IF you'll read the AEM thread - yes it can be changed on the fly. That was one of the last questions Jason answered. As for doing it "right" - look at it this way...
The stock ECU is a black box. It's timing curves, it's fuel curves, it's temp compensations, and it's altitude compensations are all pretty much UNKNOWN. What you're doing with those add-on boxes is fiddling with the factory sensors - outputs and inputs. You're changing what the ECU sees so that the ECU will do what you want it to do - or at least you hope it will. Since you don't know everything that's in the factory ECU's programming you cannot know for sure what the results will be!
Here's a good example - look at the Mustang guys with their MAFs calibrated for bigger injectors. Do they realize that they hose their spark tables switching to those units? The MAF allows a different injector to be run by modifying the MAF's output voltage curve. To get a bigger injector to idle it needs a shorter voltage P/W - to get this they setup the MAF so that it puts out s signal telling the ECU that the amount of air going through it is actually LOWER than what's actually occuring. That means that the engine thinks it's seeing lowspeed idle airflow when it's actually receiving much more going down the road, as a result it outputs spark designed for IDLE. Changing the MAF changes things across the board! The correct way to have done this would've been to modify the variable in the ECU to tell it that it was running larger injectors.
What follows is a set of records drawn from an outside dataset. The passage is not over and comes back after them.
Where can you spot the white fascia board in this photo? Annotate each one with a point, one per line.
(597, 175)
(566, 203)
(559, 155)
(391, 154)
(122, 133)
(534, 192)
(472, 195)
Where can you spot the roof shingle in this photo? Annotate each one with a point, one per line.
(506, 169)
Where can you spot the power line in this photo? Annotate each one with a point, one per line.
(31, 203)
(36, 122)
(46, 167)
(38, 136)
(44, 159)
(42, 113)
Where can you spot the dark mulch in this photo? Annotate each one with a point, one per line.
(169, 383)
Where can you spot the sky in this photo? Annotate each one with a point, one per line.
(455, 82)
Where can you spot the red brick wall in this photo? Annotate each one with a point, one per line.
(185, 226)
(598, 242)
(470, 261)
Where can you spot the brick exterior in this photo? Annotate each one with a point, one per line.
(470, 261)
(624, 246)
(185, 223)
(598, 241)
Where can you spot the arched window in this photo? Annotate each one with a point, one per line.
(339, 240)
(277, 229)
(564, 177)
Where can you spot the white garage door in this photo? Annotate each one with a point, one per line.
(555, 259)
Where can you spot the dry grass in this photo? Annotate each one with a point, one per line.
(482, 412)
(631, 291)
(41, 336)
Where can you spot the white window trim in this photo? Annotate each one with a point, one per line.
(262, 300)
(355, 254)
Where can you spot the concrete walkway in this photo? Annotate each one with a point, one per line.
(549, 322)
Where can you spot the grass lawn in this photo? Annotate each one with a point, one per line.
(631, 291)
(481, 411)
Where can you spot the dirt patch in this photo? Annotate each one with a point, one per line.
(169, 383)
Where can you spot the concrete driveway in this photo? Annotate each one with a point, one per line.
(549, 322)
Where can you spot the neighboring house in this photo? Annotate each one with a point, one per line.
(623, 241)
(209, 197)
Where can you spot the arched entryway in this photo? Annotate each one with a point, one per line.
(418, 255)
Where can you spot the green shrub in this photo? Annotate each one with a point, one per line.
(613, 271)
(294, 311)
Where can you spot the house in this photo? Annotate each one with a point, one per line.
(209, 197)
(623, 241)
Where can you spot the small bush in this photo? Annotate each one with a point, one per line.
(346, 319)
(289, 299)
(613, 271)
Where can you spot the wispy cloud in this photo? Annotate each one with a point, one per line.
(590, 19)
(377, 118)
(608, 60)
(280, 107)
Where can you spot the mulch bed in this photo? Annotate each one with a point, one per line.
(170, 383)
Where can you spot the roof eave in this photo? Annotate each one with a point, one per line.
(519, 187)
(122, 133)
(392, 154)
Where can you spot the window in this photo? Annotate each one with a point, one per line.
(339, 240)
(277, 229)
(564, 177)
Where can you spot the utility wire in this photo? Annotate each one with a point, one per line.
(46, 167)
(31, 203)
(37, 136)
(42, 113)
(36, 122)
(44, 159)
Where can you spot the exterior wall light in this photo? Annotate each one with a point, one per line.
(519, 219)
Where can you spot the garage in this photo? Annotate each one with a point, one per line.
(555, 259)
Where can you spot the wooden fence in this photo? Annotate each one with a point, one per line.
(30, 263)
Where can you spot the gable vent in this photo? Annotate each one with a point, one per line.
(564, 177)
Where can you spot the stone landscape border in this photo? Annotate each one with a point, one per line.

So, how does that effect you? What do YOU change when you goto bigger injectors? What does the VPC output when you remove the MAF? Does it mirror what the original MAF output for various airflows? It might be close but MAP infers airflow over MAF's actual measuring of airflow. If the lookup tables aren't just right it will infer incorrectly and send the wrong signal. That signal might still let the car run but it could be slightly rich or slightly lean - you'll never know.
Fiddling with the outputs of the ECU is probably smarter. Take direct control of the engine this way and there's less chance of errors occuring. Except now you've got to tune those boxes. Using more than one? Have fun tuning them and getting everything to interact correctly. I'm betting you've not got nearly the tuning range with those boxes either. You'll have a few points in the RPM curve where you can adjust up and down what the ECU is sending out or maybe take over completely. But what about the RPMs in between those points? The box will interpolate, hopefully smoothly, what it does between them. Except that too might not be right.
In the end it's a compromise. Yeah it obviously can work as lot's of people are using these things but do you really think they won't pick up power going to a full on standalone that can adjust with MUCH more granularity? IF this box is everything it's supposed to be I'm betting that people who make the switch pick up power, hopefully lot's of it. Maybe not peak power but power for sure.
So, $700 to raise the rev limit? Or $1300 to be able to do anything you want. It's up to you but I was simply suggesting which might be a better more flexible way to go. Hrm, so what questions didn't Jason answer that you asked?